Curieusement, ce n’est pas tellement à cause du phylloxéra. La crise passée, le chasselas reste longtemps cultivé ici à parts égales avec le sauvignon. Le problème de notre cépage, c’est qu’il partage la même aire d’appellation que le sauvignon. À la fin de la Seconde Guerre mondiale, le pouilly fumé, plus complexe, se vend mieux et plus cher que le pouilly-sur-loire, blanc de soif consommé sur place. Les vignerons vont donc arracher massivement le chasselas pour replanter du sauvignon.

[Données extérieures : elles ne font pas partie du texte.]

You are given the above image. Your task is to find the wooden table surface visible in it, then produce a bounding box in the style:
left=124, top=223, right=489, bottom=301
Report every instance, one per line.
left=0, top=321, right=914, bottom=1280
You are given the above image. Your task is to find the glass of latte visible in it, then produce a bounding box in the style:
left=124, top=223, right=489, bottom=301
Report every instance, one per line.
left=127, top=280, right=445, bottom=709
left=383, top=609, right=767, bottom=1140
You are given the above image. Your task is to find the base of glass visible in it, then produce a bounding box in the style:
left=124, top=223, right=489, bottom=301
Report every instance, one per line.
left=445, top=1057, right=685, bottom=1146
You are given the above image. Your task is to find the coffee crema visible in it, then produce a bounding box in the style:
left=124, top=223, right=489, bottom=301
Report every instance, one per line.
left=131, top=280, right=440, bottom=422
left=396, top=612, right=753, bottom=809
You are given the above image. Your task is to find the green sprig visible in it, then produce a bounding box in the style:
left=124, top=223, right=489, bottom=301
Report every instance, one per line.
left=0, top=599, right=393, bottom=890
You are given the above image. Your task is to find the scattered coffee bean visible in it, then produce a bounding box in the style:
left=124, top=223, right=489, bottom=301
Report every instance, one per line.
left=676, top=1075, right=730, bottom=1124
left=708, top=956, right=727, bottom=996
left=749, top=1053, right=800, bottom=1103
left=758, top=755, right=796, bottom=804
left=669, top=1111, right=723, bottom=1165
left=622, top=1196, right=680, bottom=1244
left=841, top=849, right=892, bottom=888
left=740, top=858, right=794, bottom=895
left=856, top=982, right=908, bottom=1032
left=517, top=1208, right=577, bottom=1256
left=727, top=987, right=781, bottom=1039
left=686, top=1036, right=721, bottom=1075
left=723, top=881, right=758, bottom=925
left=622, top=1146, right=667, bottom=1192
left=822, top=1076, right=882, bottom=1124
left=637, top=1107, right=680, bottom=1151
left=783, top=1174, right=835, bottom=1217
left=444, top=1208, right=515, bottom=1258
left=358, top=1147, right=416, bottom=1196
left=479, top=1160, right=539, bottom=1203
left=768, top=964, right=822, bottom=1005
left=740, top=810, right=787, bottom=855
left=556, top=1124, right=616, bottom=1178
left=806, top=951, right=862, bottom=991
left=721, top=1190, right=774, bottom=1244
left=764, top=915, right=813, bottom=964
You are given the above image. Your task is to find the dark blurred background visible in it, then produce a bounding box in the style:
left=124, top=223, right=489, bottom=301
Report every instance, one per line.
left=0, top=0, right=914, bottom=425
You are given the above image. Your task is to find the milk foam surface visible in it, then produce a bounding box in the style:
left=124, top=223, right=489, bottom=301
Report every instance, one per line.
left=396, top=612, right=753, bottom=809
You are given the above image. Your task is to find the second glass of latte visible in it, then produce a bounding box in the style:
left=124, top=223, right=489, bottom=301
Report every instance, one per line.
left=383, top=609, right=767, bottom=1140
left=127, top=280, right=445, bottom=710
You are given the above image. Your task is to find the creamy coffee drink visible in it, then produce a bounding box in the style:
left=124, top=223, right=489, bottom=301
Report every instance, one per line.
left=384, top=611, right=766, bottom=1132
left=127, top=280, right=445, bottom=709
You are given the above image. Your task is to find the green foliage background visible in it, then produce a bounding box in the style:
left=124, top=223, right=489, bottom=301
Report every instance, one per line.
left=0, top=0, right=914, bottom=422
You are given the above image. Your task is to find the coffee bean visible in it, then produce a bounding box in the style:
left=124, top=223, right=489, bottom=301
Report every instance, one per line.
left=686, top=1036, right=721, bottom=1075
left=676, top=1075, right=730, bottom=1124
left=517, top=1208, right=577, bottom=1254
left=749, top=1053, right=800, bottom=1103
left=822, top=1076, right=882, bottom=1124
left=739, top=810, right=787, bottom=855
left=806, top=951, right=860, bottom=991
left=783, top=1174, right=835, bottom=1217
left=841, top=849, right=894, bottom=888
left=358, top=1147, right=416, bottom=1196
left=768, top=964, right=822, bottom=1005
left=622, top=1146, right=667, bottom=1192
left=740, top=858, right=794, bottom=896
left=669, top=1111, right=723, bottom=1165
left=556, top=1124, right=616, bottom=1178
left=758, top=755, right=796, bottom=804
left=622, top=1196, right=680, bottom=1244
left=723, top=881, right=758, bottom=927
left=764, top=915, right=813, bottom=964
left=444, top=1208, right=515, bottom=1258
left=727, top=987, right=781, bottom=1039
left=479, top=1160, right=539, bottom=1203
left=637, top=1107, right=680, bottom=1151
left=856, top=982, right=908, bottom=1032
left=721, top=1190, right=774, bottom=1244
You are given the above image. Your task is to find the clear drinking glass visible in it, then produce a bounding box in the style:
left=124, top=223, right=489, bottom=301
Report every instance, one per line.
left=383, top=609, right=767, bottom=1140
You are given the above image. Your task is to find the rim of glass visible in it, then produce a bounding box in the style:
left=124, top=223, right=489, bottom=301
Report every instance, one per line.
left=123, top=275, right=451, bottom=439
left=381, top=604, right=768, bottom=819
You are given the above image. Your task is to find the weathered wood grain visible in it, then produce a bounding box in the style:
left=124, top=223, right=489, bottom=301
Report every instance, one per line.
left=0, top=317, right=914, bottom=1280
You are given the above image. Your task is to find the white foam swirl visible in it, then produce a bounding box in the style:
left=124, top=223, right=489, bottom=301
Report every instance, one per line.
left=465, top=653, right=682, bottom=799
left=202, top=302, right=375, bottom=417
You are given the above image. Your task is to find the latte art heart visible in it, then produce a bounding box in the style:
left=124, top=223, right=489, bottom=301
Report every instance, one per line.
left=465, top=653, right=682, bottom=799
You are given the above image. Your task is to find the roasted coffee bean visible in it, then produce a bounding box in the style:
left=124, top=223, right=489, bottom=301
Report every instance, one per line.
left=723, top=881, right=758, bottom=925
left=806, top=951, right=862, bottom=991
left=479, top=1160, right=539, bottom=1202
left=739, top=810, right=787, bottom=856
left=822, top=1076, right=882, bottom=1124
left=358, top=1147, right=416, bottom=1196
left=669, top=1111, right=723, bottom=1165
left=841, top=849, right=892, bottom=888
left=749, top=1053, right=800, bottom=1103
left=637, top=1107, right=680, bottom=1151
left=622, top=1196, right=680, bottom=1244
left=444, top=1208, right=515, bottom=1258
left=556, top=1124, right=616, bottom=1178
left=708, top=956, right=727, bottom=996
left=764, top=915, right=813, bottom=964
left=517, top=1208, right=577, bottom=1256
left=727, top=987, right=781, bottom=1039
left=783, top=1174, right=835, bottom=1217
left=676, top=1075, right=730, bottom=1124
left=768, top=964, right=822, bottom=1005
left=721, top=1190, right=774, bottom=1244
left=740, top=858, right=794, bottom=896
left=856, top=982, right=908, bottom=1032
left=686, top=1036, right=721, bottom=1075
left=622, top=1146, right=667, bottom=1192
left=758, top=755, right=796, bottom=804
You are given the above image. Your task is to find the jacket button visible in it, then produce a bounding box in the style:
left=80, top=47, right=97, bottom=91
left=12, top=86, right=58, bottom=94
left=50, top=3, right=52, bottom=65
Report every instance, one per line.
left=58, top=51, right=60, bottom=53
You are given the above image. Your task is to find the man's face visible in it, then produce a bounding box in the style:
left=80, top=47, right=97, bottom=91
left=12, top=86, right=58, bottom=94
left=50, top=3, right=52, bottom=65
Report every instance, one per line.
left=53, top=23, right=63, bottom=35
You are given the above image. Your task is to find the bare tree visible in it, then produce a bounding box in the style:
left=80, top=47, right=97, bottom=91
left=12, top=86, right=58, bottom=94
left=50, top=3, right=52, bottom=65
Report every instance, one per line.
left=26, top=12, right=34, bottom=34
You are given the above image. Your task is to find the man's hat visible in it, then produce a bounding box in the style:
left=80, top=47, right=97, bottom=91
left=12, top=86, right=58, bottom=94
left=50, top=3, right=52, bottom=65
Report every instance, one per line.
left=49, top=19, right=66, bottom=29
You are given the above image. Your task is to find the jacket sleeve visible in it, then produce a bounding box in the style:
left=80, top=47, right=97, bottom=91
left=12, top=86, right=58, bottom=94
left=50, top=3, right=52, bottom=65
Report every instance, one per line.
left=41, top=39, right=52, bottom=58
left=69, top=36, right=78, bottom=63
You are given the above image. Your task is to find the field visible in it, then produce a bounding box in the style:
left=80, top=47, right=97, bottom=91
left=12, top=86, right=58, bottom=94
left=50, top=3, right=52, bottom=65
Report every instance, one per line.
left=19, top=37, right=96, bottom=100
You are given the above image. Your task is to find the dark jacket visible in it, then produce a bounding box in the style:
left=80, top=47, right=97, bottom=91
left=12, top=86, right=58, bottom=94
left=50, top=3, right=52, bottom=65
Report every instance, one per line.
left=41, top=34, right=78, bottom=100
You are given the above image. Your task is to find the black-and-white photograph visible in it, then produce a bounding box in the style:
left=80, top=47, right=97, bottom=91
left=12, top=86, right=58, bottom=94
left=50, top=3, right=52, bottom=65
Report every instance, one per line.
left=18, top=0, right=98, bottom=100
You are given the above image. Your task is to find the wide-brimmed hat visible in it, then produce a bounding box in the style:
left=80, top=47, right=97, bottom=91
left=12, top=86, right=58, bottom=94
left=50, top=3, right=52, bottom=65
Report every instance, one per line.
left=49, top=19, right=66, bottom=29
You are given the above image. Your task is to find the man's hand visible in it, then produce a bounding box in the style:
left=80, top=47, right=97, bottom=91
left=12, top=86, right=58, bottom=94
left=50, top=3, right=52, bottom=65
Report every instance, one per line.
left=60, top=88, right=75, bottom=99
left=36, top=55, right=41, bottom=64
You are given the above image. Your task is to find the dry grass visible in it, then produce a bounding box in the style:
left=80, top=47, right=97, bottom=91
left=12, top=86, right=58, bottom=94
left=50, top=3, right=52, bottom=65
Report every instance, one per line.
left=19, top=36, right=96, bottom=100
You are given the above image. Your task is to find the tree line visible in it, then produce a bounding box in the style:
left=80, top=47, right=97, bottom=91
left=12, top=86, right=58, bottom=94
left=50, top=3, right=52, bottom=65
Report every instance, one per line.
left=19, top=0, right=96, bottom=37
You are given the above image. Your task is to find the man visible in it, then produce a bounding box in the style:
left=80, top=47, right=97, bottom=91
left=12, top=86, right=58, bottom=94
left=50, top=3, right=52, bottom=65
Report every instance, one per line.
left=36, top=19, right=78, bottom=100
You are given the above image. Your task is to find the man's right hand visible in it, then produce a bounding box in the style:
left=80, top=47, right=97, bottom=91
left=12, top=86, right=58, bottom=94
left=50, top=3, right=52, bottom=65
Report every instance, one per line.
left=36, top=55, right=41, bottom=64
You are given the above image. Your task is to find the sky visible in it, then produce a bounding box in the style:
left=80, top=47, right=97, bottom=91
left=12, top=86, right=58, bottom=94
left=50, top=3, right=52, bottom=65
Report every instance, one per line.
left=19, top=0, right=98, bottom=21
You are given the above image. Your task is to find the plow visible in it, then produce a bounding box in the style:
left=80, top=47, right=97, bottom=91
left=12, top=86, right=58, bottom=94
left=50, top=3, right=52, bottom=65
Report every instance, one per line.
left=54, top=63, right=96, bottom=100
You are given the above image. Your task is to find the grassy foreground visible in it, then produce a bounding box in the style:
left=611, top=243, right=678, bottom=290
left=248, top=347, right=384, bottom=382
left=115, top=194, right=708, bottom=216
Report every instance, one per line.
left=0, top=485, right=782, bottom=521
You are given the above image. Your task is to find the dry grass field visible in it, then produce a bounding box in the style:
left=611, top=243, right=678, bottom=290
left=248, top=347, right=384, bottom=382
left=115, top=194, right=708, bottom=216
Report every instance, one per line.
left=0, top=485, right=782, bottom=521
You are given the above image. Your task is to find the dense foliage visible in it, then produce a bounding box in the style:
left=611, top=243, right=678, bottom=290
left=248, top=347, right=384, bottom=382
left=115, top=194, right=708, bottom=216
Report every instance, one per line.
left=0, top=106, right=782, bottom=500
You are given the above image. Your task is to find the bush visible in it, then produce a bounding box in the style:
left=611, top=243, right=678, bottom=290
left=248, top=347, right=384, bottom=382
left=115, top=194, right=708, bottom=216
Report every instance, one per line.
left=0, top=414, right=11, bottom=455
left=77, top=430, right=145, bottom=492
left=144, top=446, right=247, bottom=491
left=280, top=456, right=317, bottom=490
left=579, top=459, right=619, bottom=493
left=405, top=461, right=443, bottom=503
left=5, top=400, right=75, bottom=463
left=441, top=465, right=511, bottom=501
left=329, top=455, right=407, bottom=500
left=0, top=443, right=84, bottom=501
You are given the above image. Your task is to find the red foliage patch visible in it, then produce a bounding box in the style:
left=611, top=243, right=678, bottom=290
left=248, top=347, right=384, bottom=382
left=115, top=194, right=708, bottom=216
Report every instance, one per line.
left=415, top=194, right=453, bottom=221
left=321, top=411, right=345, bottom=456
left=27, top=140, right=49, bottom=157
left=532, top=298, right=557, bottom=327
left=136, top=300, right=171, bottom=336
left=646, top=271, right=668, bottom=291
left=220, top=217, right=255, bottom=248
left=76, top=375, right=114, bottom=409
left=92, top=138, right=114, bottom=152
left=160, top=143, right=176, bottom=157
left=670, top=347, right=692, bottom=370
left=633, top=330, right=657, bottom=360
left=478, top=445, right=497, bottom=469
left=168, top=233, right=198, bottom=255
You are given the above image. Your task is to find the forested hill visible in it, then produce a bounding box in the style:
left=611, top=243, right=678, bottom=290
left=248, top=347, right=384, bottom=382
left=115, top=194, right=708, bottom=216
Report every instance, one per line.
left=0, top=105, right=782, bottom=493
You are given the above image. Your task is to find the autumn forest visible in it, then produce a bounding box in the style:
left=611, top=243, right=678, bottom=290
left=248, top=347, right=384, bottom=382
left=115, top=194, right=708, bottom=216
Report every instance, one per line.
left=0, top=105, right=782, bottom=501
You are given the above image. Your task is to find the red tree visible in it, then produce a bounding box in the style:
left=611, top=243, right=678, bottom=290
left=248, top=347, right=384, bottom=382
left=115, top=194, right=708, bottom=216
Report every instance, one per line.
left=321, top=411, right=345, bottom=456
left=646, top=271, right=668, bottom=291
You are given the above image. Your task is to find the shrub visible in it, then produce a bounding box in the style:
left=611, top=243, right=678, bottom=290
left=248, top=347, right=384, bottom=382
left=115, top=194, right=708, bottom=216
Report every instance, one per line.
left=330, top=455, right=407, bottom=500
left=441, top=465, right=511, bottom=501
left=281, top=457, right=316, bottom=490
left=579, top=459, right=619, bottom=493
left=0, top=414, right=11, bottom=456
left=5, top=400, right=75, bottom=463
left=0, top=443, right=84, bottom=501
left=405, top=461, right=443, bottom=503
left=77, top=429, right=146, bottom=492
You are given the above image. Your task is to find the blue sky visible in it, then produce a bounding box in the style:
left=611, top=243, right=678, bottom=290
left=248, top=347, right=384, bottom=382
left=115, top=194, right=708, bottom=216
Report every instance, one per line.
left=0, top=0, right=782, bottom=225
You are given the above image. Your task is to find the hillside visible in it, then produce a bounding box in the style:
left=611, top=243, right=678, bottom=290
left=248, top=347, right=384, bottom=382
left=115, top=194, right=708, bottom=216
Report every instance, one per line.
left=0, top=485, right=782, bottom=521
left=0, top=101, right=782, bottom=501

Aujourd’hui, le chasselas semble revenir sur le devant de la scène à Pouilly. Certains vignerons de la nouvelle génération souhaitent valoriser cette petite production locale. Qu’en pensez-vous ?
La rareté peut créer la demande. Si d’ordinaire les prix oscillent entre 6 et 12 €, on espère pouvoir tirer notre chasselas vers le haut, pour le travailler comme un produit haut de gamme.